2.       Mit Bescheid vom 10. Oktober 2016 wies das BFA den Antrag des Beschwerdeführers auf internationalen Schutz – ohne in die Sache einzutreten – gemäß §5 Abs1 AsylG 2005 als unzulässig zurück und sprach aus, dass für die Prüfung des Antrags auf internationalen Schutz Ungarn zuständig sei (Spruchpunkt I). Es ordnete gemäß §61 Abs1 FPG die Außerlandesbringung an und sprach aus, dass gemäß §61 Abs2 FPG die Abschiebung nach Ungarn zulässig sei (Spruchpunkt II).

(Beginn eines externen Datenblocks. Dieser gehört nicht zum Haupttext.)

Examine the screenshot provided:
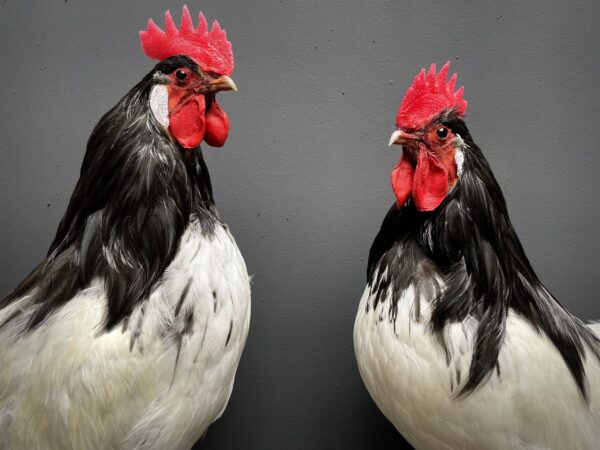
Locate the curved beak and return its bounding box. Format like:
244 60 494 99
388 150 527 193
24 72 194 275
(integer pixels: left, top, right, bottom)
205 75 237 92
388 130 421 146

Das BFA traf Feststellungen zur Lage in Ungarn, welche von der Staatendokumentation des BFA zusammengestellt worden seien und dem Stand vom Juni 2016 entsprechen würden. Begründend führte es im Wesentlichen aus, dass infolge des mit Ungarn geführten Konsultationsverfahrens die Zuständigkeit Ungarns feststehe. Dem Beschwerdeführer drohe nach Überstellung in Ungarn keine Art3 EMRK widersprechende Behandlung.

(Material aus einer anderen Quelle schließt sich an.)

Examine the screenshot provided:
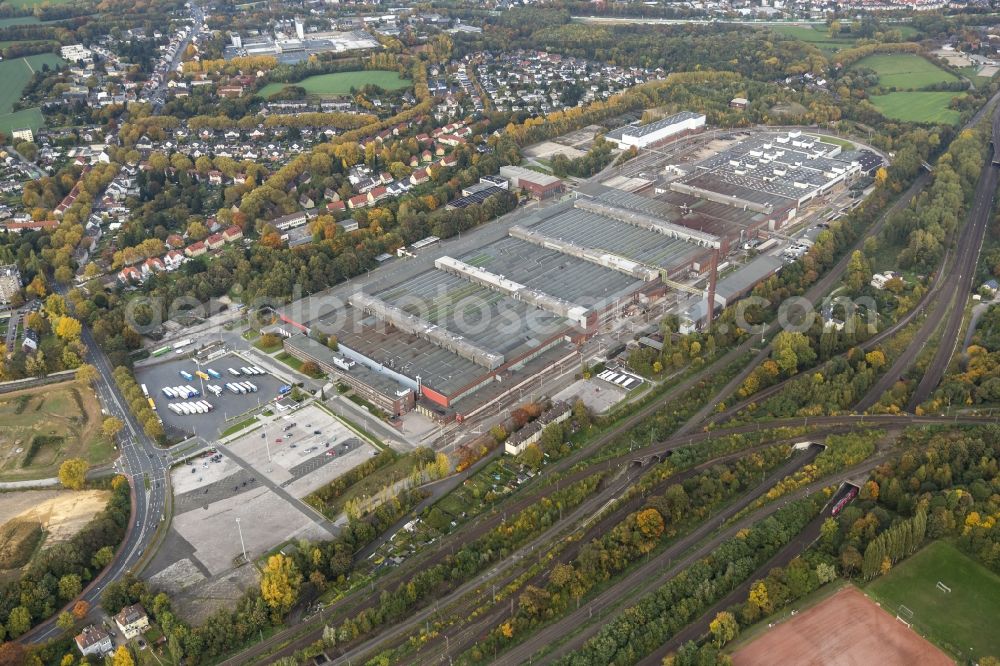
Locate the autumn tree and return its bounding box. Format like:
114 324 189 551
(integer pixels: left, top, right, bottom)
101 416 125 439
59 458 90 490
708 611 740 647
260 553 302 615
73 599 90 620
111 645 135 666
76 363 100 384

Insbesondere schenkte das BFA den Aussagen des Beschwerdeführers in der Einvernahme am 14. September 2016, er sei in Ungarn misshandelt worden, keinen Glauben. Im Bescheid wird dazu u.a. Folgendes ausgeführt:

"Ihr gesamtes diesbezügliches Vorbringen stützt sich lediglich auf Ihre Behauptungen und ist einer Verifizierung nicht zugänglich. Zu den behaupteten Übergriffen gaben Sie im Verfahren kein einziges Detail zu involvierten Polizisten an, weder einen Namen, noch eine Dienstnummer, noch eine Abteilung. Auch gaben Sie im Verfahren weder eine Örtlichkeit, wo dies passiert sein soll, noch einen genaueren Zeitpunkt der behaupteten Geschehnisse an. Unter diesen Gesichtspunkten ist festzuhalten, dass es sich in Ihrem Fall ausschließlich um ein weder be- noch widerlegbares Vorbringen hinsichtlich der behaupteten Übergriffe handelt.

[...]

Der von Ihnen behauptete Sachverhalt, wonach Sie in Ungarn von der Polizei geschlagen worden seien, erfüllt die geforderten Voraussetzungen im Sinne einer 'zumutbaren' Mitwirkung nicht. Ihr lediglich in den Raum gestelltes Vorbringen, welches sich weder be- noch widerlegbar darstellt, ist zudem keiner Verifizierung zugänglich. Es wäre sehr wohl in Ihrer Sphäre gelegen, zumindest Anstrengungen dahingehend zu unternehmen, konkretere Informationen zu den handelnden Personen zu eruieren, oder den gesamten Sachverhalt in Ungarn zur Anzeige zu bringen. Nachdem Sie nicht einmal diese Minimalerfordernisse einer Mitwirkung erfüllt haben und dadurch nicht einmal ansatzweise eine Überprüfbarkeit Ihres Vorbringens möglich ist, kann Ihren lediglich in den Raum gestellten Behauptungen kein besonderes Gewicht beigemessen werden. Die von Ihnen aufgestellten Behauptungen erfüllen somit in keinster Weise die vom Verwaltungsgerichtshof für eine Glaubhaftmachung erforderliche 'zumutbare' Mitwirkung Ihrerseits im Verfahren."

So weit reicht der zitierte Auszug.